Large Vision-Language Models (LVLMs) represent a significant advancement in AI, enabling systems to understand and generate content across both visual and textual modalities. While large-scale pretraining has driven substantial progress, fine-tuning these models for aligning with human values or engaging in specific tasks remains a critical challenge. Reinforcement Learning (RL) methods offer promising frameworks for this fine-tuning process. RL enables models to optimize actions based on reward signals instead of relying solely on supervised preference data. This talk presents an overview of paradigms for fine-tuning LVLMs, highlighting how RL techniques can be used to align models with human values, improve task performance, and enable adaptive multimodal interaction. I categorize key approaches, examine sources of preference data, reward signals, and discuss open challenges. The goal is to provide a clear understanding of how RL contributes to the evolution of fine-tuned, robust, and human-aligned LVLMs.

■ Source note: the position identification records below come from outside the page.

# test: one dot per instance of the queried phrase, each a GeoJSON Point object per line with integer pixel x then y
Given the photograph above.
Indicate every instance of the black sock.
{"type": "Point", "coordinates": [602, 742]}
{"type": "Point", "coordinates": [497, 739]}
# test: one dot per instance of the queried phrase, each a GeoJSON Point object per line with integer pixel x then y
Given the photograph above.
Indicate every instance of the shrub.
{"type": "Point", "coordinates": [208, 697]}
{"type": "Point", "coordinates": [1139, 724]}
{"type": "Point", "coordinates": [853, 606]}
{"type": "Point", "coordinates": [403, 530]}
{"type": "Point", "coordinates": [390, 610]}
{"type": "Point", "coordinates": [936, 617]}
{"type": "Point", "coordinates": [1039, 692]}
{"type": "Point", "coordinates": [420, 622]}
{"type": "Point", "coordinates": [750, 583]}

Guest speaker A/Prof Thanh Thi Nguyen (fourth from left) with AAII researchers and students after the AAII seminar on 10 June 2025.

Speaker

Associate Professor Thanh Thi Nguyen has been ranked among the world’s top 2% of AI scientists by Elsevier and Stanford University. He was a visiting scholar with the Computer Science Department at Stanford University in 2015 and the John A. Paulson School of Engineering and Applied Sciences at Harvard University in 2019. Dr. Nguyen received a European-Pacific Partnership for ICT Expert Exchange Program Award from the European Commission in 2018 and an Australia–India Strategic Research Fund Early- and Mid-Career Fellowship from the Australian Academy of Science in 2020. He is currently an associate professor (research) at the Faculty of Information Technology, Monash University, Melbourne, Australia.